Are any of the volumes you're trying to back up with restic hostPath?
On Thu, Jun 21, 2018 at 5:25 AM Paul Saunders notifications@github.com
wrote:
ark-restore.log
https://github.com/heptio/ark/files/2122935/ark-restore.log
@skriss https://github.com/skriss log attached. Not that it reveals
much.—
You are receiving this because you were mentioned.
Reply to this email directly, view it on GitHub
https://github.com/heptio/ark/issues/556#issuecomment-399036788, or mute
the thread
https://github.com/notifications/unsubscribe-auth/AAABYpQ4inRPL9lwxmUg47619dskyojuks5t-2aKgaJpZM4UpG2r
.
@ncdc not sure what that means :(
There are a few, but the one in question is created via the mongodb helm chart
my relevant values for the PVC are:
persistence:
enabled: true
storageClass: "rook-block"
accessMode: ReadWriteOnce
size: 8Gi
Ok, so the volumes you'd specified in the backup.ark.heptio.com/backup-volumes pod annotation are all Rook PVCs?
Yes
@pms1969 I was able to reproduce this issue and I see what the problem is. During restore, Ark is not properly waiting for the PV/PVC to be created and mounted before attempting to restore the contents of the volume using restic. I'll start working on a fix for this and hope to get it out to you ASAP. Thanks for testing and reporting!!

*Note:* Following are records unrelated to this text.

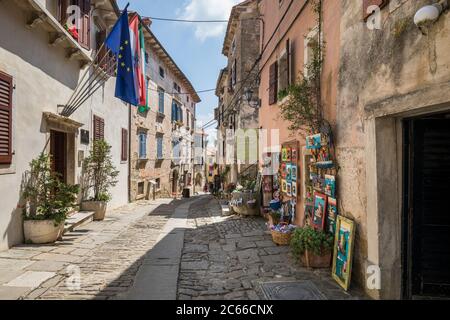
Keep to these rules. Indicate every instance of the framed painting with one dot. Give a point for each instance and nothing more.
(314, 142)
(284, 155)
(294, 189)
(283, 170)
(332, 212)
(288, 172)
(294, 172)
(294, 155)
(283, 186)
(289, 189)
(330, 186)
(320, 207)
(343, 251)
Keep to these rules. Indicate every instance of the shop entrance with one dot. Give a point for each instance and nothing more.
(58, 151)
(426, 224)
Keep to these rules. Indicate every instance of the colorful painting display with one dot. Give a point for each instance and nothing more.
(332, 213)
(319, 215)
(294, 189)
(314, 142)
(289, 189)
(330, 186)
(283, 186)
(294, 172)
(343, 251)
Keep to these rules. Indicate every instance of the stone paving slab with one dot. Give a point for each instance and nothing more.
(106, 254)
(240, 257)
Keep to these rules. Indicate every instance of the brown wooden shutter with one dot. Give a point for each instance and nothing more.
(99, 128)
(124, 145)
(368, 3)
(84, 33)
(6, 88)
(273, 82)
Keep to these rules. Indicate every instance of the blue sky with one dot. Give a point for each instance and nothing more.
(196, 48)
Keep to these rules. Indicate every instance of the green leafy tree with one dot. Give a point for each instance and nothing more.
(47, 198)
(99, 173)
(308, 238)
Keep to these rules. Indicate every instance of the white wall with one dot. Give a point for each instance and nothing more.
(44, 78)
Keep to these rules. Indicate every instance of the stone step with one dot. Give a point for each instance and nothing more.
(77, 219)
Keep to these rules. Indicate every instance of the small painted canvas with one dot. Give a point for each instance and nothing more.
(330, 186)
(289, 189)
(332, 212)
(288, 154)
(320, 207)
(284, 154)
(288, 172)
(294, 189)
(343, 251)
(309, 195)
(294, 155)
(283, 170)
(314, 142)
(294, 172)
(283, 186)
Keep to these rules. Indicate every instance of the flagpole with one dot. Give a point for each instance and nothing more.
(88, 69)
(97, 86)
(83, 90)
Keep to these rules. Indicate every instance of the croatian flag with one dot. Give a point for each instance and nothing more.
(138, 49)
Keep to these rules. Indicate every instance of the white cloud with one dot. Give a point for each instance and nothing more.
(208, 10)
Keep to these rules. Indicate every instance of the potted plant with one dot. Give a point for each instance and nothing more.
(99, 176)
(274, 217)
(47, 202)
(313, 247)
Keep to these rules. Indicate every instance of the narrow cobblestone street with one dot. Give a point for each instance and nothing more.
(219, 258)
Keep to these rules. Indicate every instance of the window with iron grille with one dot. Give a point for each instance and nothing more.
(6, 90)
(161, 94)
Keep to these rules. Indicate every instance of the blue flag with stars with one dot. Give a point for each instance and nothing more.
(119, 43)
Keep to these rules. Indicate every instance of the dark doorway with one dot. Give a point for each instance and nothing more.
(426, 225)
(58, 151)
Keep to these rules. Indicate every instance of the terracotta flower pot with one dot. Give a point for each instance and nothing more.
(42, 231)
(310, 260)
(99, 207)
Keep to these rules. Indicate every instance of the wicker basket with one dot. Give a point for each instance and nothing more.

@skriss no, no.. Thank you.
@skriss adding to the v0.9.0 milestone, please let me know if that doesn't seem right to you.
@rosskukulinski yes. there were actually a few issues at play here but all should be resolved with the next alpha/beta.
The issues that were at play here should all be resolved now in master, so I'm going to close this issue out, but feel free to reopen or open a new one as needed. We should be putting out a new tagged alpha/beta shortly for testing!
Most helpful comment
@pms1969 I was able to reproduce this issue and I see what the problem is. During restore, Ark is not properly waiting for the PV/PVC to be created and mounted before attempting to restore the contents of the volume using restic. I'll start working on a fix for this and hope to get it out to you ASAP. Thanks for testing and reporting!!